Облог полный. А тут еще эта напасть на мужика — утишиние, глухота, когда каждому сочувственному человеку приходилось напряженно и зорко посматривать в рот, следить за губами, чтобы смысла речи не проворонить, услышать дельное или писать и писать записки.
Колыванов плюнул в сердцах, сдал аквариумных рыбок и одомашненного радиоуправляемого енота приятелю и бежал на север области крестьянствовать — кормиться и наживать состояние, хотя бы на обозримую старость и немощь. Енота, правда, он в одно из редких возвращений домой забрал и выпустил на волю.

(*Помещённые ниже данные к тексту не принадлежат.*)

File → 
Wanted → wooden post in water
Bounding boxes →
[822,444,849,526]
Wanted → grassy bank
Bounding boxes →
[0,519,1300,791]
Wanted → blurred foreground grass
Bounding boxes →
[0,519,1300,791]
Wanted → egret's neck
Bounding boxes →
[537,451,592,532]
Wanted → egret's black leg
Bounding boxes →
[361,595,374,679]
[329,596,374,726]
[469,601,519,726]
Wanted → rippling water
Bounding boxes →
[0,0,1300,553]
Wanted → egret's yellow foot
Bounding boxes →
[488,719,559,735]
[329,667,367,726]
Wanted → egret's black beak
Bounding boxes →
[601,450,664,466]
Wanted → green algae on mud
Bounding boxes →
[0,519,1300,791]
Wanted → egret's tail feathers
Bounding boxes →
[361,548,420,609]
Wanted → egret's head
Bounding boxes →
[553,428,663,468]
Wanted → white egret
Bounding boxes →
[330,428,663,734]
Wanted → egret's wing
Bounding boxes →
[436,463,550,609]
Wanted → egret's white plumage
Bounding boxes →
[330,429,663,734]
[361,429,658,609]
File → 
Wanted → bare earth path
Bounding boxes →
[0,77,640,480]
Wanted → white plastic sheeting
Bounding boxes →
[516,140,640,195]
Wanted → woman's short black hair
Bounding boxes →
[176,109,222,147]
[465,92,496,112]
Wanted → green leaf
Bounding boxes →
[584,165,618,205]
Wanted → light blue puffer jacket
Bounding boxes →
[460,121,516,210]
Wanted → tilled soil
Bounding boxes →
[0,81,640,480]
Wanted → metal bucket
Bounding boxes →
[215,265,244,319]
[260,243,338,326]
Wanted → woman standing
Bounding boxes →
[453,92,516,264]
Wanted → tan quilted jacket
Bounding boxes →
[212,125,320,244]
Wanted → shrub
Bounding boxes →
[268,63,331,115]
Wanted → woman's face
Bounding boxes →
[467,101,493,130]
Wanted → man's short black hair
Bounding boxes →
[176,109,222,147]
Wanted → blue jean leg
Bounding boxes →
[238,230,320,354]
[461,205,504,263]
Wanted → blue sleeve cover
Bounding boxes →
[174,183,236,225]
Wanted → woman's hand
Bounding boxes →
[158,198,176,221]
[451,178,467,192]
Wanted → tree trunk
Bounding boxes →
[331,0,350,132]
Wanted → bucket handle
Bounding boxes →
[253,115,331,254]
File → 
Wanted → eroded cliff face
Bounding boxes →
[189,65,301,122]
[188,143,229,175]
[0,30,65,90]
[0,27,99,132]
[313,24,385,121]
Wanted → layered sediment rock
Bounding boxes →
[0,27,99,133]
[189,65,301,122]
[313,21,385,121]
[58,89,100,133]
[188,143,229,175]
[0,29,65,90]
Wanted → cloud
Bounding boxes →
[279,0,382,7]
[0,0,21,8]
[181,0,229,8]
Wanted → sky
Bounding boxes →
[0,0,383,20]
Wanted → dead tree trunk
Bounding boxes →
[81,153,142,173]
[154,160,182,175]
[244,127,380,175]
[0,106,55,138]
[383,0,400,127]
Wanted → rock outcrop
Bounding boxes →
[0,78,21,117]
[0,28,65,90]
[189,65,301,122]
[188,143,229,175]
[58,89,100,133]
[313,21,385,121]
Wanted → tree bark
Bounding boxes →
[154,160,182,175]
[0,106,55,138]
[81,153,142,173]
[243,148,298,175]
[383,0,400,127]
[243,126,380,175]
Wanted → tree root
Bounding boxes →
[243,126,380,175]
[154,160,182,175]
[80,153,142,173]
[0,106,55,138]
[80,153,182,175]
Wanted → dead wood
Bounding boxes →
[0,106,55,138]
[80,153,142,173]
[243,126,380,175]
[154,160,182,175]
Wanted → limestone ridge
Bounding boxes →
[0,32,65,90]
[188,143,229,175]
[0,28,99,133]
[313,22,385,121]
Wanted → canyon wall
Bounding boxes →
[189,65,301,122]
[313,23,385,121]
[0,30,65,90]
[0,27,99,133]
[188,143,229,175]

Новое его жилище, сработанное еще стародавними промышленниками из лиственницы и кедра в веке девятнадцатом с поглядом до века тридцатого, с пустыми рыбными амбарами, которые он приспособил для конюшни и овчарни, — жилище его высилось на крутом берегу реки Туры в двух десятках километров от почившего, но еще не упраздненного совхоза. Колыванов забрал с книжки всю наличность, взял в городском хищном банке кредит под залог машины и на всю сумму купил лошадей. Не баснословных породистых, а незнакомых в крае, но нужных, тягловых, — завел якутских животных, крепких на обличье, карликовых, неприхотливых и, как ему в оторопи мерещилось, всеядных.
В деревне стали его преследовать вечно поддатые российские подданные — лишенцы семей и усадеб, бомжи, отморозки из южных клиньев раскуроченного вконец союза шестнадцати республик, которые за пищевое довольствие и спецодежду нанимались в бывший совхоз, а ныне летаргическое коллективное хозяйство на поденные работы и шарили по угодьям, по всей местности, как у себя или кого другого в карманах. Ночами являлись они из ближайших зарослей сугубыми татями и интересовались у Колыванова, не боязно ли ему одному жительствовать на отшибе, предлагали пумочь.
Четверня изгоев завалилась как-то поздним вечером начала первой его переселенческой осени. Колыванов, заложив за спину унуденные работой руки, провожал взглядом и сердцем малиновое солнце за дальними ельниками. Андрей Григорьевич по-особенному любил эти минуты, но не как мгновенья прощания, а в ожидании восхода и завтрашнего славного беспокойного дня. Он с сочувствием глядел на бугристые березы, стоявшие между избой и рекой: золотая капля звезды плавилась между черно-белыми стволами, и сизая пепельная дымка окутывала окрестности. В такие минуты Колыванову не хотелось ничего говорить и тем более слышать.
Старшего четверни, коренника, костлявого рыжего бомженоида, отслужившего, по его заяве, в знойном боевом Кандагаре, окликали Кротом, по фамилии — Кротовец. Другим был знакомый совхозный конюх и сторож Бердяев, отшельник и аскет. Остальные оставались безымянными, как все подручные герои большинства великих и мелких мирских баталий.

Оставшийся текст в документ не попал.